Brian: I think this shift represents a more realistic view. Our definition of scale is “web scale.” Nobody would think about trying to put the web into a container. Instead, you put things into the web. The idea that all of our data has to go into one container is something that clearly has an upper limit. That limit is getting bigger over time, but it will never be “all of our data.”
Protocols and data models that interlink loosely federated collections of data (on-demand, as needed, using standard query mechanisms) will allow us to keep the smaller amounts of data on-device, and then connect it back up. You’ve learned additional things locally that may be of interest when aggregated and connected. That could be an offline syncing to real-time linked data kinds of interactions.

Really, this idea of trying to “own” entire datasets is essentially an outdated mentality. We have to get it to where it needs to go, and obviously have the optimizations and engineering constraints around the analytics that we need to ask. But the reality is that data is produced in lots of different places. And having a way to work with different scenarios of where that data lives and how we connect it is all part of that story.

I’ve been a big advocate for linked data and knowledge, graphs, and things like that for quite some time. That’s where I think things like WebAssembly and linked data and architectural distribution, and serverless functions, and cloud computing and edge computing are all sort of coalescing on this fluid fabric view of data and computation.

Trends: From JavaScript to Rust, WebAssembly, and LLVM

Brian: JavaScript is a technology that began in the browser, but was increasingly pushed to the back end. For that to work, you either need a kind of flat computational environment where everything is the same, or something where we can virtualize the computation in the form of Java bytecode, or .NET, CIL, or whatever. JavaScript is part of that because we try to have a JavaScript engine that runs in all these different environments. You get better code reuse, and you get more portability in terms of where the code runs. But JavaScript itself also has some limitations in terms of the kinds of low-level stuff that it can handle (for example, there’s no real opportunity for ahead-of-time optimizations).

Rust represents a material advancement in languages for system engineering and application development. That then helps improve the performance and safety of our code. However, when Rust is built on the LLVM infrastructure, its pluggable back-end capability allows it to emit native code, emit WebAssembly, and even WASI-flavored WebAssembly. This ensures that it runs within an environment providing the capabilities required to do what it needs…and nothing else.

That’s why I think the intersection of architecture, data models, and computational substrates – and I consider both WebAssembly and LLVM important parts of those – to be a big part of solving this problem. I mean, the reason Apple was able to migrate from x86 to ARM relatively quickly is because they changed their tooling to be LLVM-based. At that point, it becomes a question of recompiling to some extent.

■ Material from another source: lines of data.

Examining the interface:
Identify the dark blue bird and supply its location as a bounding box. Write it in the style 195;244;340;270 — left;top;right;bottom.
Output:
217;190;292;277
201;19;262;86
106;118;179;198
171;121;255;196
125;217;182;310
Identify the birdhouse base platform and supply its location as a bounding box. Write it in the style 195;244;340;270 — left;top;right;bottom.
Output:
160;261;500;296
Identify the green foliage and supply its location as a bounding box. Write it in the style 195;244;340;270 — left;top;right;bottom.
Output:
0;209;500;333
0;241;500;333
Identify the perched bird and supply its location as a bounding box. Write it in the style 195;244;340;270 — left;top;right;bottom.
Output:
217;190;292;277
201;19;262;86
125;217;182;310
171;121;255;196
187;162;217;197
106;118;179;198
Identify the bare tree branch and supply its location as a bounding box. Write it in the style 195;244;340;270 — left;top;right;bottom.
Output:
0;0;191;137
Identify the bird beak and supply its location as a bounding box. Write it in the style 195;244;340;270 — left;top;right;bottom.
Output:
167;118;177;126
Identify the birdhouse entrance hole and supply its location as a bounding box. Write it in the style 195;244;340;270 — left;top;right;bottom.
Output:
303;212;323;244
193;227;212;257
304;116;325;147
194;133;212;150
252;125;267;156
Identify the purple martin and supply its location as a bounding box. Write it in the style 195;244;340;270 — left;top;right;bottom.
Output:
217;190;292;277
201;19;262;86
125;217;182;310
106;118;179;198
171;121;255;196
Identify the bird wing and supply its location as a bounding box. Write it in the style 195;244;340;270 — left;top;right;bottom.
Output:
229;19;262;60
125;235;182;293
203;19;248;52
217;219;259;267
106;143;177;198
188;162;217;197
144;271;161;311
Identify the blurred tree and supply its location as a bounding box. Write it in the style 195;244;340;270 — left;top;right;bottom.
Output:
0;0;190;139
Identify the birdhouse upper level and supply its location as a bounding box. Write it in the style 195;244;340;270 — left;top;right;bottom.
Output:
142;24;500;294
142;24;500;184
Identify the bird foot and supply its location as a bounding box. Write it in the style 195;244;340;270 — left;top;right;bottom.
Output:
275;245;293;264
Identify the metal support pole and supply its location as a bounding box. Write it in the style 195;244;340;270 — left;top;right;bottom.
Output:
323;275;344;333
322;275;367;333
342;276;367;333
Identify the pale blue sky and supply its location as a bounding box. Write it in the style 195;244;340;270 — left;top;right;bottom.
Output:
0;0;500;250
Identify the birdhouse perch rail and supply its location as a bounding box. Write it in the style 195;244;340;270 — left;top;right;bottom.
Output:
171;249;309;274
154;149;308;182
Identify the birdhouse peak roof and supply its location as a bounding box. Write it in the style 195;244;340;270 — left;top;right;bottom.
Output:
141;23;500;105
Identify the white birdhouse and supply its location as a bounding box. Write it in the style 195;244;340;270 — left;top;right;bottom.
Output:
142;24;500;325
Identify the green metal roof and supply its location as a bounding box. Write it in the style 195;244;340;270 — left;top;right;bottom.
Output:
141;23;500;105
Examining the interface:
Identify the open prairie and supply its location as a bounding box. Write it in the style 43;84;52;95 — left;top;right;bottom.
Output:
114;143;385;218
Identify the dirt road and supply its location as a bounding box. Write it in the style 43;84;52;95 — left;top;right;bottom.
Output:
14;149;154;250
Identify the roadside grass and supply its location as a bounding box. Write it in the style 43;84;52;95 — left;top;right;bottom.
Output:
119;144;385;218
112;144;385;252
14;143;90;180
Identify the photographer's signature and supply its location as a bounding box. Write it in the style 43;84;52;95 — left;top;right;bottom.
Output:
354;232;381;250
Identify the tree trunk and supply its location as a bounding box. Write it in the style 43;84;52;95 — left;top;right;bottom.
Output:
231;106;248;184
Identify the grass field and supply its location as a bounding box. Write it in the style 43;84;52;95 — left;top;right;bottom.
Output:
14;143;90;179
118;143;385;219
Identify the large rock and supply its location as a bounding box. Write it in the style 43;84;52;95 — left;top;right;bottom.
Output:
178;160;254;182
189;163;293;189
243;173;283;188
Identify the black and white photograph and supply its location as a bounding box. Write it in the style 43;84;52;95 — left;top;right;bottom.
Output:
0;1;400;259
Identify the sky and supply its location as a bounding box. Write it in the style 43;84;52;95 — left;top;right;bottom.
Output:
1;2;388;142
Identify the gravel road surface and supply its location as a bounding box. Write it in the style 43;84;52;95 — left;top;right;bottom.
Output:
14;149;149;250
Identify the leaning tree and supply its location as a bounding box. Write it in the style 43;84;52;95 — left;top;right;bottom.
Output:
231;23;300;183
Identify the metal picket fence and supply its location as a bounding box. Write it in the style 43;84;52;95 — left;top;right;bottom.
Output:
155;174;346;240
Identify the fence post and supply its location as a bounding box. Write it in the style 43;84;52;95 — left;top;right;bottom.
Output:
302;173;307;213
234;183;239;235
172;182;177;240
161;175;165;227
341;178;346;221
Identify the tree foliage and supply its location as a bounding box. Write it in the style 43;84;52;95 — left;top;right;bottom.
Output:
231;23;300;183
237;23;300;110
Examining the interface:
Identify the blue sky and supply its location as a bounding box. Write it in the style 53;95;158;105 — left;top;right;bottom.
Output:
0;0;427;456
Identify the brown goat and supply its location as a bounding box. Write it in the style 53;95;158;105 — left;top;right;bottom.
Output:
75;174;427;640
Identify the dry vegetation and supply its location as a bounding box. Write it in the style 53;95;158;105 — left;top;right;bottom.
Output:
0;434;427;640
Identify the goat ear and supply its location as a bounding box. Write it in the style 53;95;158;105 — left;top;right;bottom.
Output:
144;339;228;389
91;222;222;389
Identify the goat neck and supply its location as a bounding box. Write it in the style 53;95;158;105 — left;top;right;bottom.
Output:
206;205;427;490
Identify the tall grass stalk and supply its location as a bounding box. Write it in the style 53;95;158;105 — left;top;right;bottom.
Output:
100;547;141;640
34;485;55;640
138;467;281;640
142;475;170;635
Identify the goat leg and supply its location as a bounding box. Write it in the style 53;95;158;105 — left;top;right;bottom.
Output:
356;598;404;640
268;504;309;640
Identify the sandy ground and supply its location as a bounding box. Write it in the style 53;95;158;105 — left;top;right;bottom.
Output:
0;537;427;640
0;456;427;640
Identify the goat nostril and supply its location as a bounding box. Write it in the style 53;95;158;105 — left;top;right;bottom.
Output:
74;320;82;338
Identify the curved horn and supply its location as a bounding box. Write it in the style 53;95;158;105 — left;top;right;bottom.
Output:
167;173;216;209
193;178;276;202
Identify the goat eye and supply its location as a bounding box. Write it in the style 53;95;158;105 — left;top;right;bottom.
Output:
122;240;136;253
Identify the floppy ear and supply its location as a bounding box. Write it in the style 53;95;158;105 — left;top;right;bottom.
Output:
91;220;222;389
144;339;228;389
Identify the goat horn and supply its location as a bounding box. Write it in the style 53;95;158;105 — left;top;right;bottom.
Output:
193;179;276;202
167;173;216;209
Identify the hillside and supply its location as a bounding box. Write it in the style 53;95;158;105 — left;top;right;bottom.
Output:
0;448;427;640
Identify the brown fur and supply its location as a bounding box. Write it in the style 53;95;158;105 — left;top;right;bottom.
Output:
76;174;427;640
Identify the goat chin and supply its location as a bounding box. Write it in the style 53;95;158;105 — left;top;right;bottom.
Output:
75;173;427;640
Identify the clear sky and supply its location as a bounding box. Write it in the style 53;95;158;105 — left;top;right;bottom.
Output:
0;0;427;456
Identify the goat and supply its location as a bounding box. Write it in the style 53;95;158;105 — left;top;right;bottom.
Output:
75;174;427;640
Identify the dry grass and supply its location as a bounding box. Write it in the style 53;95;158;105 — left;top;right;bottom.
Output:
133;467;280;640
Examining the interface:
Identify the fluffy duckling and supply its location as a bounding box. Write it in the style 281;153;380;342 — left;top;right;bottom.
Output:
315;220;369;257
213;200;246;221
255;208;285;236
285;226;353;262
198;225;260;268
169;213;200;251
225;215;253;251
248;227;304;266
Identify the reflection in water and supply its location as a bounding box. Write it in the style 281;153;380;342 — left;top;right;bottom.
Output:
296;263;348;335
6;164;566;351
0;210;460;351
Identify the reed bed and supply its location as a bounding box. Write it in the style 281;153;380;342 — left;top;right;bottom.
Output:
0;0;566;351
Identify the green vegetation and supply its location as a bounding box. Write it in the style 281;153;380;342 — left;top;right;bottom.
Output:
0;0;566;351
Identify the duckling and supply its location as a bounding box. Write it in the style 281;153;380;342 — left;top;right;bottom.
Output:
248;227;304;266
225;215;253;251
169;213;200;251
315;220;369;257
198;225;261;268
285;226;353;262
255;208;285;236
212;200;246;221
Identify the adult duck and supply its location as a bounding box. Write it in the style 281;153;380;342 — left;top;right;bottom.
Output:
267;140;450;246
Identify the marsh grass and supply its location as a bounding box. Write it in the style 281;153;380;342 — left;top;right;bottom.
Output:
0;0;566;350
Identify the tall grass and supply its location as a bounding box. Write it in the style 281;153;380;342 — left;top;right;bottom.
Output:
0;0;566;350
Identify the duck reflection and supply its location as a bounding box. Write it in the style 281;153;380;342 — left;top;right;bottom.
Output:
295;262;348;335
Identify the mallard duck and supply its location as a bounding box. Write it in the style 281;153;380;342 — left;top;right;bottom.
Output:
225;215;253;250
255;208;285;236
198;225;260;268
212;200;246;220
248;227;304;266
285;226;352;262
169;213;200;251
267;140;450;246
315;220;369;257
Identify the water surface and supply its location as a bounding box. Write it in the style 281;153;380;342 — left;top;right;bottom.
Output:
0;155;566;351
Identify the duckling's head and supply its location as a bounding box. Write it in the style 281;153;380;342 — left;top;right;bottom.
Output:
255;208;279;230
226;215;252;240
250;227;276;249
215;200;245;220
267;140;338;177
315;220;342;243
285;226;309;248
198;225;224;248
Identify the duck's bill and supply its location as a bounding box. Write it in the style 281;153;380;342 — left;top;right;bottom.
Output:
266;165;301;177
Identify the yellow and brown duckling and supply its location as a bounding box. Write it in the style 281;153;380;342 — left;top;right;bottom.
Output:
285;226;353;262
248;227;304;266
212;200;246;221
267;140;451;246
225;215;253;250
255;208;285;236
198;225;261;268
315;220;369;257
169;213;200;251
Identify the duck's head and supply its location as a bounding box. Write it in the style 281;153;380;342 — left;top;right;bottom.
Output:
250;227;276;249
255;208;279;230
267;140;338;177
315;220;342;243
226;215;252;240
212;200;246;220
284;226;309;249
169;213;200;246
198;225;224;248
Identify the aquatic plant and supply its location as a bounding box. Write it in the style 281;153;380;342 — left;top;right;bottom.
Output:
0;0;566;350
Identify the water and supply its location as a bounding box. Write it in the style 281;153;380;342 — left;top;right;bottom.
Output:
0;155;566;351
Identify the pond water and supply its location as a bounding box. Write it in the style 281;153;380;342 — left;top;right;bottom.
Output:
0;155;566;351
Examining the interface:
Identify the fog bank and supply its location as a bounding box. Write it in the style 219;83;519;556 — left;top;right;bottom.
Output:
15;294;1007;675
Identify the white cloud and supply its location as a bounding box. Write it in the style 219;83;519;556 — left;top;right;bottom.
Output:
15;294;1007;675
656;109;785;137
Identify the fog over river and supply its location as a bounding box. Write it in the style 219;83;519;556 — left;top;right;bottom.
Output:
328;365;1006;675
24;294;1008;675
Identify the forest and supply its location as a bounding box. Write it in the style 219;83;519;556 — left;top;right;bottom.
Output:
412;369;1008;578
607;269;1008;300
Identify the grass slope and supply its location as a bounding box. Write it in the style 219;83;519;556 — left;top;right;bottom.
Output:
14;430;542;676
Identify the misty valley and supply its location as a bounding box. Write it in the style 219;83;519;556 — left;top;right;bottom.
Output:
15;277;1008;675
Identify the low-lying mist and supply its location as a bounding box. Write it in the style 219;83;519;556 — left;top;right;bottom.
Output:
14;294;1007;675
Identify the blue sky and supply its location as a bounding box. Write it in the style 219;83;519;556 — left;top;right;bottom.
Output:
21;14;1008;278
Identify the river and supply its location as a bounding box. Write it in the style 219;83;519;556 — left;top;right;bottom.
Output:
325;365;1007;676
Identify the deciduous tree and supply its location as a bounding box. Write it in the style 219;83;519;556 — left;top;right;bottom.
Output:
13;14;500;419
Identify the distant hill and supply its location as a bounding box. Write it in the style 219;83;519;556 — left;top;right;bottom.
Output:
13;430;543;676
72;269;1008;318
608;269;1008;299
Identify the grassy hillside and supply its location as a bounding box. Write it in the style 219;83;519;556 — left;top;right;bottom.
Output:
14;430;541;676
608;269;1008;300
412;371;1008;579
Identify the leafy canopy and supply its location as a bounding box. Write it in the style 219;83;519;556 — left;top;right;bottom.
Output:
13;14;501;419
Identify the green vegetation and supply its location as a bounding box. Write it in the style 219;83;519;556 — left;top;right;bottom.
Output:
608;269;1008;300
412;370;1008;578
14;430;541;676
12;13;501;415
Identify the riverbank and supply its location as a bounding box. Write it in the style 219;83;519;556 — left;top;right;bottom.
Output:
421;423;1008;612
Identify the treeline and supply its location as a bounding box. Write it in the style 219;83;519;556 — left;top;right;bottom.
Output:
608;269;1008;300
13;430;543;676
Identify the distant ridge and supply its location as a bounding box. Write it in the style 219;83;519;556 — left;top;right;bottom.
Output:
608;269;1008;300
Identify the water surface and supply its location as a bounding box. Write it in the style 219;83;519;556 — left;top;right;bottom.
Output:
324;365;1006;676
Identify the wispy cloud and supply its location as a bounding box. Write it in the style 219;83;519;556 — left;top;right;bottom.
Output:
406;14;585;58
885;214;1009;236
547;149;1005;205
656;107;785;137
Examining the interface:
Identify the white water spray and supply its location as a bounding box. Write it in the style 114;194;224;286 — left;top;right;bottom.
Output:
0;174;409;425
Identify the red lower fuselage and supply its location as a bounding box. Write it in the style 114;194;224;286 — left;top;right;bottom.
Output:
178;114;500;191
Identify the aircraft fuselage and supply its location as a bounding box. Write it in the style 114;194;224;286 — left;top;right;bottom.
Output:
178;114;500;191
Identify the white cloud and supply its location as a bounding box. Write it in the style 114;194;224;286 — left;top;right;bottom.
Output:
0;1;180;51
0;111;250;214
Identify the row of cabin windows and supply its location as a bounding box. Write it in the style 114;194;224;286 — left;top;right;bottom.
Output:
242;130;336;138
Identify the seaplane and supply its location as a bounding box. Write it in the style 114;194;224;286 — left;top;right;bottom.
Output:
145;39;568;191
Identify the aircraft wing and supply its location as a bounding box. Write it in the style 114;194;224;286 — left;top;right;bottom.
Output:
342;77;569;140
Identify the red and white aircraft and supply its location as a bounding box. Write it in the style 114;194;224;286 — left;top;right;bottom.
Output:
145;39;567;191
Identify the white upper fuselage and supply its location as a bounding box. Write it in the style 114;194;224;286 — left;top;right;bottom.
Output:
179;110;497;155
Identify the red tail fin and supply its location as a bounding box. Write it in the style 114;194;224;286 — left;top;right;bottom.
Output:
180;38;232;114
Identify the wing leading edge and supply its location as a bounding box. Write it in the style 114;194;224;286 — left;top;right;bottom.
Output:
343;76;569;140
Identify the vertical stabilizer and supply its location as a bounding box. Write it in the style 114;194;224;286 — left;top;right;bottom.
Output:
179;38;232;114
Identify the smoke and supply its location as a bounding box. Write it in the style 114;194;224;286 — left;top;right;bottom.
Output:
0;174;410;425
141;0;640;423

What’s needed to make small localized databases on the edge + big backend databases a successful design pattern

Piotr: These smaller local databases that are on this magical edge need some kind of source of truth that keeps everything consistent. Especially if ScyllaDB goes big on stronger consistency levels (with Raft), I do imagine a design where you can have these small local databases (say, libSQL instances) that are able to store user data, and users interact with them because they’re close by. That brings really low latency. Then, these small local databases could be synced to a larger database that becomes the single source of truth for all the data, allowing users to access this global state as well.